Born to missionary parents in West Africa, Ware grew up in northern New Jersey and has been a career educator.

She spent 15 years as a teacher and library specialist in schools in the Garden State and, more recently, on Cape Cod, before taking the job to succeed Julia Colby, the district’s technology coordinator for the last seven years. Colby retired over the summer.

Initially a high school English teacher, Ware spent the last three years as library media specialist and technology specialist in Chatham and Harwich for the Monomoy Regional School District.

Her first order of business in Plymouth will be overseeing the completion of the district’s roll out of laptop computers for every student in the district.

The need for remote learning during the pandemic pushed local schools (as well as most schools in the country) to provide students with their own devices for learning from home.

In Plymouth, that was accomplished by purchasing thousands of Chromebook computers, but also by allowing older students to use their own devices for schoolwork. That is changing this year as the district finishes distributing its own Chromebooks to each of its 7,318 students,

The school equipment has greater security and safeguards, Ware explained, and allows her and the district to update or add applications and software for all students at the touch of a keyboard.

Katherine Ware is the new technology coordinator for Plymouth Public Schools.

Ware has ambitious plans for what students and teachers do with all that technology.

“Every school district was forced into one-to-one because of COVID and now districts are asking where do we move forward from this?” Ware said. She has been working with a group called New Pedagogies for Deeper Learning that focuses on higher order learning and thinking and on leveraging digital technology to transform learning.





She noted a project she completed with fourth-graders in Chatham as an example. As part of their state fair projects, students typically research a different state in the country and report on what makes it special. It usually includes tri-fold posters and maybe a sampling of favorite foods from the state.

Using technology, Ware was able to challenge the students to look deeper and report to a larger audience.

They identified a problem in the state, reached out to state officials to get their perspective, recorded Zoom interviews and then put it all into a Google slide presentation and published it on the school website. Ware even taught students how to create QR codes so their parents and others could access the projects while taking a photo at the fair.

Ware said she has started to meet with teachers in local elementary schools to look at new ways they use technology in their classrooms. By the end of the year, even kindergartners will be able to teach their parents something they didn’t know about their devices, she said.

“Your kids will be able to use a computer better than you can by the time we’re finished. I have them coding by the end of kindergarten. They can write 75 lines of JavaScript to design a computer game,” Ware said.

Katherine Ware worked as a teacher and a library and technology specialist for 15 years before joining Plymouth schools' as its new technology coordinator.

Ware worked with Colby over the summer to prepare for the new position. She said they think alike in many ways and looking at Colby’s plans was like looking into her own future.

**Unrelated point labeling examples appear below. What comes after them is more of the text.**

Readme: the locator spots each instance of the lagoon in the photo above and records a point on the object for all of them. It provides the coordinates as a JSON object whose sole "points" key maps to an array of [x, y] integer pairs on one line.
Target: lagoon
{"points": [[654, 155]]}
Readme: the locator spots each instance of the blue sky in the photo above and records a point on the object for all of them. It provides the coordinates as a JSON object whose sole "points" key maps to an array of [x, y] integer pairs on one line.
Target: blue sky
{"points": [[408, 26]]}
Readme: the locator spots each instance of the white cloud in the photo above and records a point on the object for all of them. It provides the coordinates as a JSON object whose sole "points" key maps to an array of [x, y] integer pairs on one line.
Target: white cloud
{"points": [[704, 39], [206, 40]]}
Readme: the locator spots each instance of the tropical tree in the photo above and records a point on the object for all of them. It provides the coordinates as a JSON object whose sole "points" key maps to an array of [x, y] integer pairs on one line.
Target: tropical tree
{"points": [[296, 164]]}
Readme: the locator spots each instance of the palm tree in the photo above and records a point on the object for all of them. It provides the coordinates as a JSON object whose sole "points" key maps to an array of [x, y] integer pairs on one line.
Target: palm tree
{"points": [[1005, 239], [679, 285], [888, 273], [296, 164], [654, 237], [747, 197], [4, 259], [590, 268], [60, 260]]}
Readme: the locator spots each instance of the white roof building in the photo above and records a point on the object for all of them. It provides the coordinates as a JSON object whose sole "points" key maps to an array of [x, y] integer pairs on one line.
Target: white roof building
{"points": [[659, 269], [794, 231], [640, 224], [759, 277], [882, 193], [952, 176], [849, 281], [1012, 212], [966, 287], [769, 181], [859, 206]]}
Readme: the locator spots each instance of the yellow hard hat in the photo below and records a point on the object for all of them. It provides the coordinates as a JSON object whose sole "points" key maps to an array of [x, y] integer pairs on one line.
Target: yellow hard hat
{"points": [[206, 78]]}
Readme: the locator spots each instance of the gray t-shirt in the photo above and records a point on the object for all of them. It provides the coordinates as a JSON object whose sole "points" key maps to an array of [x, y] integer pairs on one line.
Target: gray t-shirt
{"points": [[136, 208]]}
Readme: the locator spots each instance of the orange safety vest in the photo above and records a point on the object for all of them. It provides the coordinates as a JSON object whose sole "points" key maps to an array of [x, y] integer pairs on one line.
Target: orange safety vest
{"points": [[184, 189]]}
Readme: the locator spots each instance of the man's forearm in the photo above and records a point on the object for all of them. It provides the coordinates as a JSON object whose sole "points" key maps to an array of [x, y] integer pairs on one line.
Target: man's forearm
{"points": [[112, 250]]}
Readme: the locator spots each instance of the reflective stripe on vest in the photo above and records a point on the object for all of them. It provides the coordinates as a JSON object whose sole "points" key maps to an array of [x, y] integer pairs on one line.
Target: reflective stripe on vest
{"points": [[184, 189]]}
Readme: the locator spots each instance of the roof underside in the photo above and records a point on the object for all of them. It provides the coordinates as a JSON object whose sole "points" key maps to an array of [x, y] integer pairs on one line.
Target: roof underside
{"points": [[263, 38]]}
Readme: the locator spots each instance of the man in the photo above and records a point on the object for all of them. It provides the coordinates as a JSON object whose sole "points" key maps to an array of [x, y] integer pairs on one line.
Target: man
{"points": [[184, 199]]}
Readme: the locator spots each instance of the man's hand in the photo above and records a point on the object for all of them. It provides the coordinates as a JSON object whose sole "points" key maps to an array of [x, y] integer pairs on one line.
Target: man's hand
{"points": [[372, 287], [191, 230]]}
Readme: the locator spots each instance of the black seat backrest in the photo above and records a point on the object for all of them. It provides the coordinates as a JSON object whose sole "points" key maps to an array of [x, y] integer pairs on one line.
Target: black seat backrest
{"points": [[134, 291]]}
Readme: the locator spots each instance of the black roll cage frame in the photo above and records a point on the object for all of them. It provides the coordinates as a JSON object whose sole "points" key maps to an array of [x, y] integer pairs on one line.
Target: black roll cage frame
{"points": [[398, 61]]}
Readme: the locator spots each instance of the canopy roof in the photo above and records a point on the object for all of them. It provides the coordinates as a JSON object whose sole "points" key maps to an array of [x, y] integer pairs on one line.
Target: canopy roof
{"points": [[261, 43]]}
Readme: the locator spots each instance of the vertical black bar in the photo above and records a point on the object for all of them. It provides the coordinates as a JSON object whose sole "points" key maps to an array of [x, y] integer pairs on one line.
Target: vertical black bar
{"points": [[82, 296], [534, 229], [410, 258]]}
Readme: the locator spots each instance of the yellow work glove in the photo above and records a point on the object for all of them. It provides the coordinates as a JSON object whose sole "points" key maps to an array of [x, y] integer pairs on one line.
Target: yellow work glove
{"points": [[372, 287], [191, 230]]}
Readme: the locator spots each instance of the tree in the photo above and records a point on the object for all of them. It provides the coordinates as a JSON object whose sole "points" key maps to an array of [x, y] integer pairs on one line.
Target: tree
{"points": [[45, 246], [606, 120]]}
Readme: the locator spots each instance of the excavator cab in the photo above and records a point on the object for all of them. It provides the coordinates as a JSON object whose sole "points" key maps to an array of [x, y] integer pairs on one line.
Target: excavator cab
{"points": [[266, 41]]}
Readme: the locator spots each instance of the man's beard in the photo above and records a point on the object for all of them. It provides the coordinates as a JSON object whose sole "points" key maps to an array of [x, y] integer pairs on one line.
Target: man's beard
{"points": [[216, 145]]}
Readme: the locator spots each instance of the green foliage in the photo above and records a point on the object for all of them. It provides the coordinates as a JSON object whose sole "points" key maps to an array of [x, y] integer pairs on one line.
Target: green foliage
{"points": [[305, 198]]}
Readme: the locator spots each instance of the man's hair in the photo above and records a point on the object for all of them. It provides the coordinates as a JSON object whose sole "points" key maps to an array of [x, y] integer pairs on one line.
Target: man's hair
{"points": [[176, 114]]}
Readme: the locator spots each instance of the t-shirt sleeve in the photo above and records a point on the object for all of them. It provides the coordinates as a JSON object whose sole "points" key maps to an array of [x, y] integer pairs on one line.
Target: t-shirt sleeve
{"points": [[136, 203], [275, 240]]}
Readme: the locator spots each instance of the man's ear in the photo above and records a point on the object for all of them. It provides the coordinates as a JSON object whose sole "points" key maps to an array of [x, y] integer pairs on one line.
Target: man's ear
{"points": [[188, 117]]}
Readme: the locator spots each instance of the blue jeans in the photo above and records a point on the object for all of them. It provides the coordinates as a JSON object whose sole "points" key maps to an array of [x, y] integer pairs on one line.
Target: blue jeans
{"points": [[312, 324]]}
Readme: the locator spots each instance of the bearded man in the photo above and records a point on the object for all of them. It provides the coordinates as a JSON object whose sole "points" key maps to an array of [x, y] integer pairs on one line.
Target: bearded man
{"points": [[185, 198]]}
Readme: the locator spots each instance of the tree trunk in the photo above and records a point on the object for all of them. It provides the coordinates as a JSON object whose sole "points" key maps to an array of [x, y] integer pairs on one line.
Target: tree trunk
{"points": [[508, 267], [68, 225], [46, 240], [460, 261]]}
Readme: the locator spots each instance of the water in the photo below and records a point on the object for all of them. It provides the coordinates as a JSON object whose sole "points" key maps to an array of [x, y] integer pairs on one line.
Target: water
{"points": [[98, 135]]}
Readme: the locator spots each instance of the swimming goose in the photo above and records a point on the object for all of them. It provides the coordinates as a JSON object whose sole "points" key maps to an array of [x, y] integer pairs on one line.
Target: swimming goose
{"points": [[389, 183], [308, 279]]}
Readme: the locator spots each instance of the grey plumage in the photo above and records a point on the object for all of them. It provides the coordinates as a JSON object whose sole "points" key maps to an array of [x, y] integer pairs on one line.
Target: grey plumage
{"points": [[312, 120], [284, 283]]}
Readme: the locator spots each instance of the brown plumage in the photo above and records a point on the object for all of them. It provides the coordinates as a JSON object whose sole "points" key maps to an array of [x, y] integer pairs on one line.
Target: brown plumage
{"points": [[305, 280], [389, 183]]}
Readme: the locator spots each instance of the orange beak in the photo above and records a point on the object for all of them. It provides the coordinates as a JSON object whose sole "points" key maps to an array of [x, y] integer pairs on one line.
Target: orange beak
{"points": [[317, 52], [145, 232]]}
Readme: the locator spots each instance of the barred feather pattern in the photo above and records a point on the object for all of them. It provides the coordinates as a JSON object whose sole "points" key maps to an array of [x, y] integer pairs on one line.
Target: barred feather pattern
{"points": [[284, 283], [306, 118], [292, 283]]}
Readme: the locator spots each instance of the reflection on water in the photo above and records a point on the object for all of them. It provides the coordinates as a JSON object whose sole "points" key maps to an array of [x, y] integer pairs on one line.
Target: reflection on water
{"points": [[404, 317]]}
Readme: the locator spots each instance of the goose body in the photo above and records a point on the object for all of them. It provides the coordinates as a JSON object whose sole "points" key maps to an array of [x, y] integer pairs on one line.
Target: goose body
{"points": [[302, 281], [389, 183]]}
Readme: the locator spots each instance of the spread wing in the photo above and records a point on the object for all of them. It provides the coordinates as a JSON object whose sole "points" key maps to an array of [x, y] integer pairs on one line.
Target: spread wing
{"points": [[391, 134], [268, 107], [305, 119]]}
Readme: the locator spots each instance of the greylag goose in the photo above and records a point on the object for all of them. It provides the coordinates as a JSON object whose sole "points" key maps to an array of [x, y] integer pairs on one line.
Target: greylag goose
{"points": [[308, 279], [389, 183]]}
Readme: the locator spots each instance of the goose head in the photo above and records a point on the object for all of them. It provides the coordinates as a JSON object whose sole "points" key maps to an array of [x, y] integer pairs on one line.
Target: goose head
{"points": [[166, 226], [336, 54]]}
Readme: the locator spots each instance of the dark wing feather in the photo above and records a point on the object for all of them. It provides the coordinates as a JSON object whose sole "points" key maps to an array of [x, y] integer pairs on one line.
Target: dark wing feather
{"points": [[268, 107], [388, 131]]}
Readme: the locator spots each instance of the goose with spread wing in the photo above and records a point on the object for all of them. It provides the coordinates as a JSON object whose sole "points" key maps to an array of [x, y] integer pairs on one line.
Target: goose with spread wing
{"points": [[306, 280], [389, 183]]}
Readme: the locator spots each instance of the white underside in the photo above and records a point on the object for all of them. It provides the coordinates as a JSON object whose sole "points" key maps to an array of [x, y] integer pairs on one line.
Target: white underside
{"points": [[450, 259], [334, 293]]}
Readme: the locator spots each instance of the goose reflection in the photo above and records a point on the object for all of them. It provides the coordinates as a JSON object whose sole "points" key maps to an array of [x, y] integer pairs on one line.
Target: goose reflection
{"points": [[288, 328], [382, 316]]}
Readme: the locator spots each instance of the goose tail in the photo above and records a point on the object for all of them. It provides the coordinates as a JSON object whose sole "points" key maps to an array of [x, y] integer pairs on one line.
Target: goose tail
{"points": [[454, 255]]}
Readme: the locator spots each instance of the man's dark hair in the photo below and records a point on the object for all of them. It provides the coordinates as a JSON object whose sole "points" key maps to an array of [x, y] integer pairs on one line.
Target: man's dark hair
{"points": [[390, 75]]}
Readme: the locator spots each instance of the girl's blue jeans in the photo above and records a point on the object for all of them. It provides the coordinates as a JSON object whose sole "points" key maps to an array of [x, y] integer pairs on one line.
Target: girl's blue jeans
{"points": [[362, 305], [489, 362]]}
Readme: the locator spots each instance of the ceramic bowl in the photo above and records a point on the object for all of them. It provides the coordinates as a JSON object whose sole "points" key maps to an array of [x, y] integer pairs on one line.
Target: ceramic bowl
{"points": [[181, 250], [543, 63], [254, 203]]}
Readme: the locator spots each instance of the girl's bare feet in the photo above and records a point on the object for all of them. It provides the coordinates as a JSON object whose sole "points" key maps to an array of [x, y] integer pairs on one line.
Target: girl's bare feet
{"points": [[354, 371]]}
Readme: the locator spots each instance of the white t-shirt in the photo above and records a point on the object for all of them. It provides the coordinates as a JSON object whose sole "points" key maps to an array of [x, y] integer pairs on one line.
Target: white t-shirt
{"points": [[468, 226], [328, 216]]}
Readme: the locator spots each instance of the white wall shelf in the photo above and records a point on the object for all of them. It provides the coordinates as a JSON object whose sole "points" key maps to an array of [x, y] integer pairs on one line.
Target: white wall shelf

Ware said her vision for local schools is to help students develop skills that will enable them to succeed and thrive in an evolving global society.

For students, it will mean using technology not only as learning tools, but to think in new and deeper ways, to develop new and creative ideas and broaden their learning .They will use technology to think critically about issues and share their thinking with those around them.

Teachers can expect to reflect on their teaching practices and identify how their students learn and share learning in ways that were previously inconceivable.

Ware said parents will begin to see a shift in how their children use technology to leverage digital and think critically, so they are ready for advances in technology as they move beyond the classroom and into the global society.

Ware is married to a teacher. Her husband works as a math specialist in New Bedford schools. They have one daughter, a seventh-grader.